Sanichari was marginalized firstly as a girl child and she was forced to get married at the time of adolescence. And then her mother in law was also responsible for her marginalization, she always taunted her saying that she was born on Saturday so her name was inauspicious. She even said that Sanichari's life is full of sufferings and brought a bad luck to their family. This made Sanichari feel rebellious against her mother in law.

Shanichari was compelled to go for the profession of a paid mourner (Rudali) because there was nobody to provide her with basic necessities of life.

"For them, nothing has ever come easy. just the daily struggle for a little maize gruel and salt is exhausting. while those people spend huge sums of money on death ceremonies, just to gain prestige…" (Devi.9)

Lastly she turned up to be a Rudali just to earn her daily bread.
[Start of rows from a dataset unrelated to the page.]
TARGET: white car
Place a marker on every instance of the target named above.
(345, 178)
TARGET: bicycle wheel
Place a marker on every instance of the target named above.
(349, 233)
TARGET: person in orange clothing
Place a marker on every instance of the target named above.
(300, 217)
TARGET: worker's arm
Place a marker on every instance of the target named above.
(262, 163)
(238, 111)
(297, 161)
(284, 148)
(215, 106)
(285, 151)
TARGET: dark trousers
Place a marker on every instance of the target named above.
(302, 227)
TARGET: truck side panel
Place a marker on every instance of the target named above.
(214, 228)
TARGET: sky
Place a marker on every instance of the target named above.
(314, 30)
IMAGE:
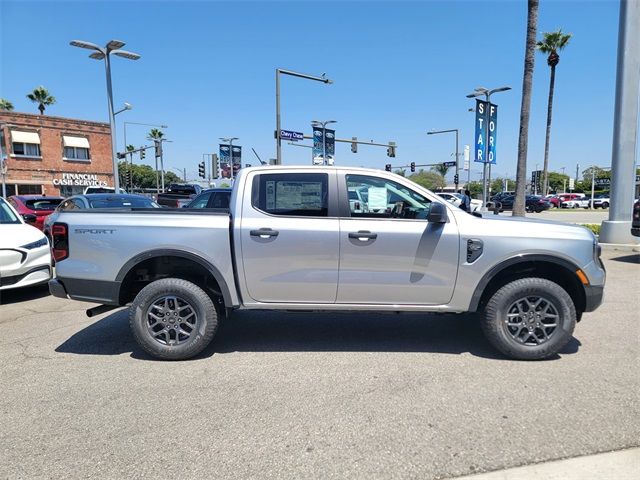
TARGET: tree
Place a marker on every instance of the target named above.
(6, 105)
(525, 107)
(551, 44)
(430, 180)
(42, 97)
Rudali is all about how to survive. She had to sell her tears which she never shed at the death of her own people but the death of the landowners so that she could earn livelihood.

Works Cited

Primary Source:

Rudali by Mahasweta Devi

Secondary Source:

  1. "Rudaali." Wikipedia. Wikimedia Foundation, 11 Jan. 2014. Web. 05 Nov. 2014.
  2. "Mahasweta Devi." - Biography, Life History of Mahasweta Devi. N.p., n.d. Web. 05 Nov. 2014.
  3. "Mahasweta Devi." - Author Profile, Biography. N.p., n.d. Web. 05 Nov. 2014.
  4. "Rudaali." IMDb. IMDb.com, n.d. Web. 05 Nov. 2014.